Salaga Slave Market is an 18th-century slave market located in the East Gonja District of northern Ghana.
One of Ghana’s major tourist attractions is the Elmina Castle on the former Gold Coast. Built in 1482 by the Portuguese, its white-washed facade looms over the Atlantic Ocean, now an unfortunate relic of the Transatlantic Slave Trade.
From these shores, an estimated 25 to 30 million slaves from across West and Central Africa were shipped off to plantations across the seas in the Americas, the Caribbean, and Europe. The Portuguese were the first to engage in the Atlantic slave trade, completing a voyage to Brazil in 1526. However, there is a place deep in the heart of the Northern Region of Ghana where few ever make it, and it is there where a slave’s journey truly began.
From the 16th to the 19th centuries, Salaga was one of the most important market centres in West Africa where they traded in everything: kola, beads, ostrich feathers, animal hide, textiles and gold.

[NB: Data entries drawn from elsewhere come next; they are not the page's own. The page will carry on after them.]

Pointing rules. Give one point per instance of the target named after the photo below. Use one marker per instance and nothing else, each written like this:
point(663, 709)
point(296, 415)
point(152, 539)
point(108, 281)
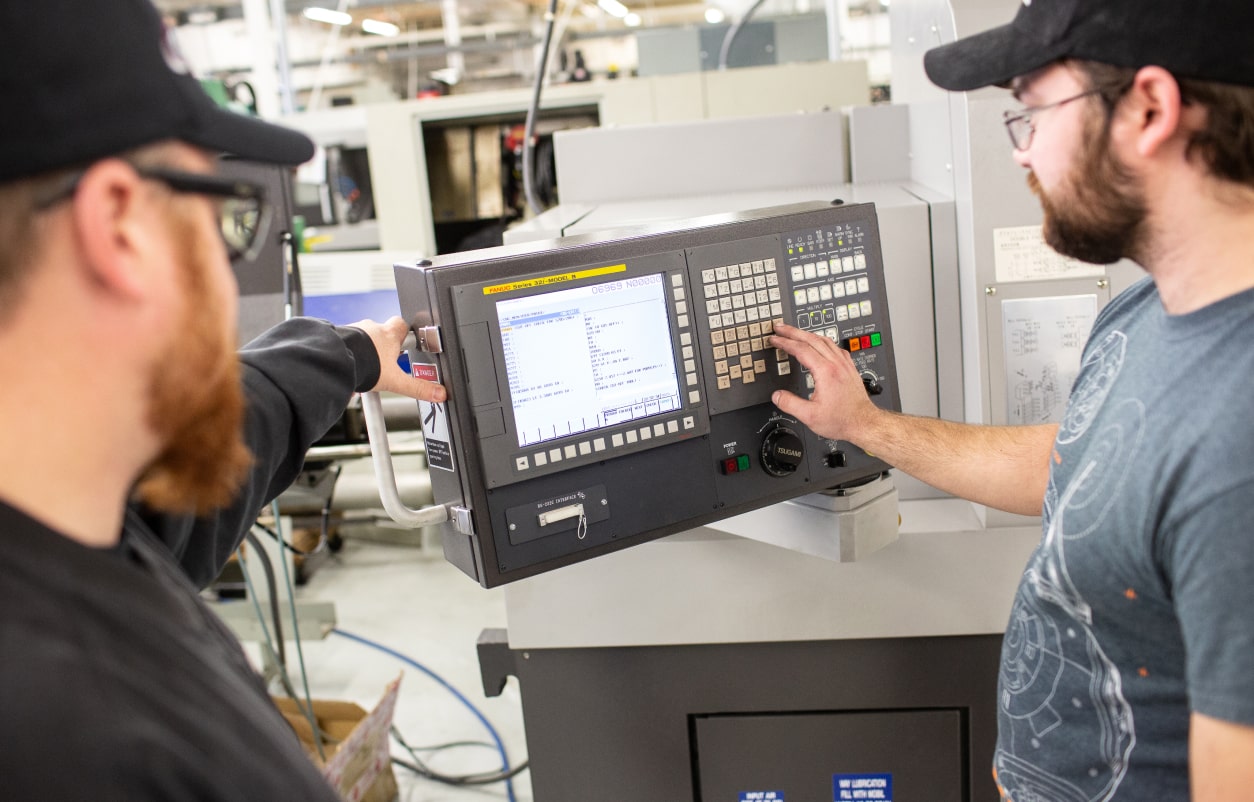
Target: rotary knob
point(783, 450)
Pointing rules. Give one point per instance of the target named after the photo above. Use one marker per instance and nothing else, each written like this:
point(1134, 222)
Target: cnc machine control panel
point(608, 391)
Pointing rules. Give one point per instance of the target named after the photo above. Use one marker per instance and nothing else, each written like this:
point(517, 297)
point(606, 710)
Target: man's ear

However, from the 18th to the 19th century, Salaga became the biggest slave market where humans were sold or exchanged for cowries. The town became a well-known slave market in the sub-region.
During the Trans-Atlantic slave trade, Salaga served as an important market where slaves were transported to the coast for export. The market also served as outposts for the movement of slaves along the trans-Saharan routes
Apart from the Salaga slave market, the town could also boast other slavery monuments and relics, including the Salaga Slave Cemetery, slave warehouse, drinking wells, chains, iron shackles and spears.
The slave warehouse, for instance, is believed to have been used as a temporary place where the slaves were housed before they were transported to the coastal areas for shipment by the slave merchants.